There is a strong element of nostalgia in some of the purchases. Kohl’s had its heyday in the Nineties and Noughties during the childhoods of many of today’s meme stock investors

The action has heated up further this week with sharp climbs in the shares of other companies like debt-laden doughnut business Krispy Kreme – whose price has advanced by 40 per cent
GoPro has jumped by 99 per cent, although this company, which makes cameras for action sports people, has failed to keep pace with technology.
The hype has even spread to Beyond Meat. This loss-making company makes plant-based burgers which have not proved a smash hit. Nevertheless, its shares are 20 per cent higher than a month ago.
Also defying gravity – for a while at least – has been Kohl’s, the US department store chain that’s been hard hit by online shopping.
On Monday Kohl’s share price was $10. On Tuesday it leapt to $19.44. By Wednesday, however, it had slumped to $12. But before the fall, one lucky investor cashed in, making a profit of $850,000. Or so he told Reddit.
Early recruits to the meme stock movement of 2025 are doubtless also gratified by their gains on shares in car rental group Avis. The price is 160 per cent higher than at the start of the year.
For the moment, Avis is the only company that starred in the 2021 buying spree to make another appearance this time around.
As yet, no interest has been shown in the companies that were the main focus of the 2021 meme mania which saw GameStop’s shares move from $5 to $400 – but they now stand at just $23.
AMC, a cinema chain, experienced a similar ascent going from $23 to $261. Today they are $3.
These falls highlight the poor prospects of most of the companies that the meme stock cohort loves the most. The influential analyst Steve Sosnick of Interactive Brokers said that the current wave of share buying did not yet indicate ‘a full-fledged flight-to-crap’.

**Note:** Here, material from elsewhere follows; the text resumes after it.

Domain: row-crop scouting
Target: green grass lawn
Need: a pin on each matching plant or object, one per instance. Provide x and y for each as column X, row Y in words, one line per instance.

He added, however, that investors seemed not to be paying much attention to the attributes, such as cash flow, that usually make a company a fit home for your savings.

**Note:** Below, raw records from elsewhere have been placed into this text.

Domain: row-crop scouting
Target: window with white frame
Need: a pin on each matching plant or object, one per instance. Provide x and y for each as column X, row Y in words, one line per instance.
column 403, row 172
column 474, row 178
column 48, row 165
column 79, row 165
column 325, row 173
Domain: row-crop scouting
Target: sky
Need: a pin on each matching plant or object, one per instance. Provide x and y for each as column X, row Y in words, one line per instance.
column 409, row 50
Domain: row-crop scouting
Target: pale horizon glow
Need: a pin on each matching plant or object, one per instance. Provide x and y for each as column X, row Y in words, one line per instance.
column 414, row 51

But building a nest egg for a rainy day or retirement is not the goal of meme stock trading. There is a strong element of nostalgia in some of the purchases. Kohl’s had its heyday in the Nineties and Noughties during the childhoods of many of today’s meme stock investors.
The same longing for the pre-online retailing era seems to have motivated some of the buying of GameStop, a store that was once a familiar sight in America’s suburban shopping malls.

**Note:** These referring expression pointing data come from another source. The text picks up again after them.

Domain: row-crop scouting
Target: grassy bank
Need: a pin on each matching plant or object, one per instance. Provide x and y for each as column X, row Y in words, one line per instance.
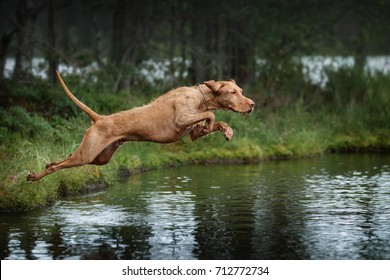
column 40, row 125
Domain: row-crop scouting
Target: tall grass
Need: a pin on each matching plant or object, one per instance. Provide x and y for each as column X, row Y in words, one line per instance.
column 352, row 113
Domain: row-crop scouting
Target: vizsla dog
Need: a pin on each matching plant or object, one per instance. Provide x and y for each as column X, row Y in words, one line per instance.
column 165, row 120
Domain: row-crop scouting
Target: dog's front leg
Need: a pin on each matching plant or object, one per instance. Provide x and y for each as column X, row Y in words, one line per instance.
column 200, row 130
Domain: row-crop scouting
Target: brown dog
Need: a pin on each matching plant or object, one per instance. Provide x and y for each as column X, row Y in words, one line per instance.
column 165, row 120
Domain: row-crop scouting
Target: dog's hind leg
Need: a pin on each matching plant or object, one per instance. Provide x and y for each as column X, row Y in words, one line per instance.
column 90, row 148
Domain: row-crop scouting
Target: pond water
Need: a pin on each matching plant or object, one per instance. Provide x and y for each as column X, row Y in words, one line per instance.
column 333, row 207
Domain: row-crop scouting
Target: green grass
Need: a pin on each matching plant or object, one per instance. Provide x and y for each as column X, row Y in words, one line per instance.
column 336, row 121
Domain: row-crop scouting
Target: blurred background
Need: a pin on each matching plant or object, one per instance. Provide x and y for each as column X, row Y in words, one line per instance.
column 258, row 43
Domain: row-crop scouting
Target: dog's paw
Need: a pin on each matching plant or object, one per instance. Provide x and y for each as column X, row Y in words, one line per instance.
column 31, row 177
column 228, row 133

In 2021, these emotions were heightened by the circumstances in which many investors found themselves.
Some were out of work in the wake of Covid and looking back in fondness at the pre-pandemic world. But although jobless, they did have money thanks to the distribution of stimulus ‘stimmy’ cheques from the US government, money which was intended to revive the economy.
Research from Harvard University reveals that about $100billion of the $814billion paid out through ‘stimmy cheques’ was directed into the stock market.
The ‘risk on’ mood among small investors this summer is based on the expectation that US interest rates will ease and that the economy will prosper, once the turmoil stirred up by tariffs recedes.
But it is also being driven by a desire to get the better of the money managers in the big names Wall Street banks, brokerages and hedge funds.
Each of this summer’s meme stocks has been ‘shorted’ by these investors. This means that they have entered into a contract based on the calculation that the company’s share price will decline.
They borrow a parcel of shares, which they sell, aiming to buy them back at a lower valuation. The profits come from the difference between the price at which the shares were sold and that at which they have been bought back, minus the fee to the investor who loaned out the shares.
But if the meme stock army targets the company whose shares are being widely shorted – information on these transactions is widely available – the short sellers can be caught in a painful squeeze. If the share price heads upwards, they are obliged to buy back the shares at a much higher price, turning their hoped-for gains into massive and embarrassing losses.
Is the meme stock army happy about this? You bet.